A New Jersey jury sided today with prosecutors concluding that the defendant, 20-year-old Dharun Ravi, had invaded the privacy of his roommate, Tyler Clementi, at a Rutgers University dormitory in September 2010, when he live-streamed a homosexual encounter between him and a visitor using a web-camera on his computer. Jurors also accepted one charge that Ravi had been motivated by a bias against gays.

Cyber-bullying of gays and other minorities represents relatively uncharted territory for prosecutors but is becoming increasingly high profile and yesterday’s verdicts will set an important legal precedent. It will also send a message about the dangers of posting private material on social media and elsewhere online.

“If you engage in cyber-bullying by broadcasting this kind of information you are facing very serious jail time,” former federal prosecutor, Paul Callon, told CNN.

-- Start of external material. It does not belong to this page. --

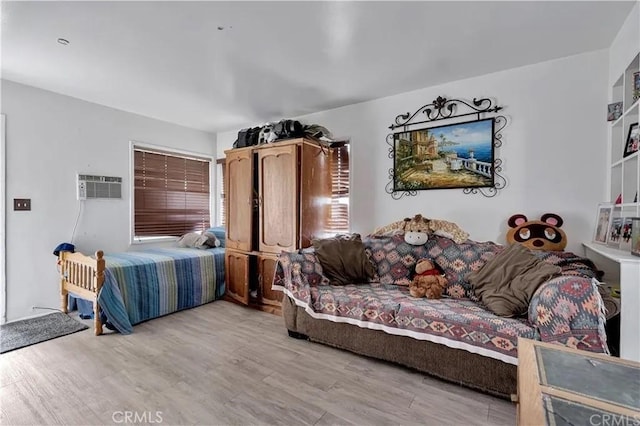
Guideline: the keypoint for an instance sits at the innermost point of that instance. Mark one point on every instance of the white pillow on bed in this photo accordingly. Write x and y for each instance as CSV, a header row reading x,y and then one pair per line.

Ravi was a first-year student at Rutgers when he was randomly assigned to share a room with Clementi, a much shyer person and an accomplished violinist. Clementi, who had come out as a gay to his parents weeks earlier, asked one evening early in the term if he could have the room to himself for a few hours.

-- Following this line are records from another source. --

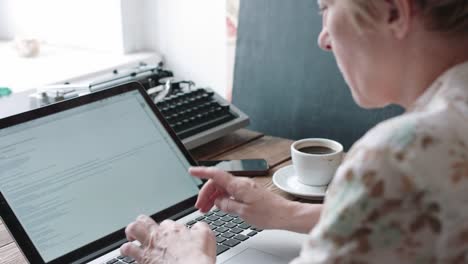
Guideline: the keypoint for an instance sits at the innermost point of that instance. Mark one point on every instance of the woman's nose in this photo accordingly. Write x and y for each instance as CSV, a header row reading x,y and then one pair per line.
x,y
324,40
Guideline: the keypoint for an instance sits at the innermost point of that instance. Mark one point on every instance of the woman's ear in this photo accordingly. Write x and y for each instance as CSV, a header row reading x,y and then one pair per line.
x,y
398,14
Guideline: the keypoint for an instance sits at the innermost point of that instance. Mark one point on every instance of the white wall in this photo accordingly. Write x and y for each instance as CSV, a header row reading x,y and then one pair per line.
x,y
191,35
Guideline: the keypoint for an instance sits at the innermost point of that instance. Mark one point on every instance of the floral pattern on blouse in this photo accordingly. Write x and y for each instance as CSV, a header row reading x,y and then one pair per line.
x,y
401,194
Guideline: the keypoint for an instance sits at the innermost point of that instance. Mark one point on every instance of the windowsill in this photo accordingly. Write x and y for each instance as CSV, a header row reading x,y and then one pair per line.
x,y
59,64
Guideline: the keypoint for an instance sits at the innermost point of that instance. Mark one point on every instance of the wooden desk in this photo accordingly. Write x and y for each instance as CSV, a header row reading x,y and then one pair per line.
x,y
242,144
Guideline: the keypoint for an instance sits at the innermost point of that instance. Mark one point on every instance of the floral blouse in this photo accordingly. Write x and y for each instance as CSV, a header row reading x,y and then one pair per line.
x,y
401,195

The facts of what happened next were not disputed by the defence. Ravi angled his webcam to capture what might happen between Clementi and his visitor, a 32-year-old who testified at the trial. When they kissed, Ravi and some others watched on a monitor in another room. He also advertised what he saw on Twitter.

He returned to Twitter when Clementi asked to be alone again two nights later.

“I dare you to video chat me between the hours of 9:30 and 12. Yes, it’s happening again,” Ravi tweeted. He also texted a friend about a ‘viewing party’ he would hold. The second encounter never happened. Clementi had seemingly realised what had happened after reading Ravi’s tweet messages. Before committing suicide in September 2010, he posted a farewell on Facebook: “Jumping off the gw bridge, sorry.” The George Washington Bridge links New York City to New Jersey.

The death of Clementi, which coincided with a rash of suicides by teen gays across America that drew comment from President Barack Obama, did not feature in the charges against Ravi and only came up incidentally in the trial. The most important charge, however, was of ‘bias intimidation’, implying that homophobia had been a motivation for Ravi and that Clementi had himself felt intimidated because he was gay.

While the jury rejected some sub-charges of bias intimidation, they convicted Ravi on one overarching charge. That one verdict alone stands to double his prison time. Ravi, who was largely expressionless during the reading of the verdicts, is set to be sentenced on 20 May.

While friends and family of Ravi were seated on one side of the courtroom, the family of Mr Clementi were on the other. His father, Joe, addressed himself to college students and other young people in a press conference after the verdicts. “You’re going to meet a lot of people in your life. Some of these people you may not like. Just because you don't like them doesn't mean you have to work against them.”

Rutgers said in a statement: “This sad incident should make us all pause to recognise the importance of civility and mutual respect in the way we live, work and communicate with others.”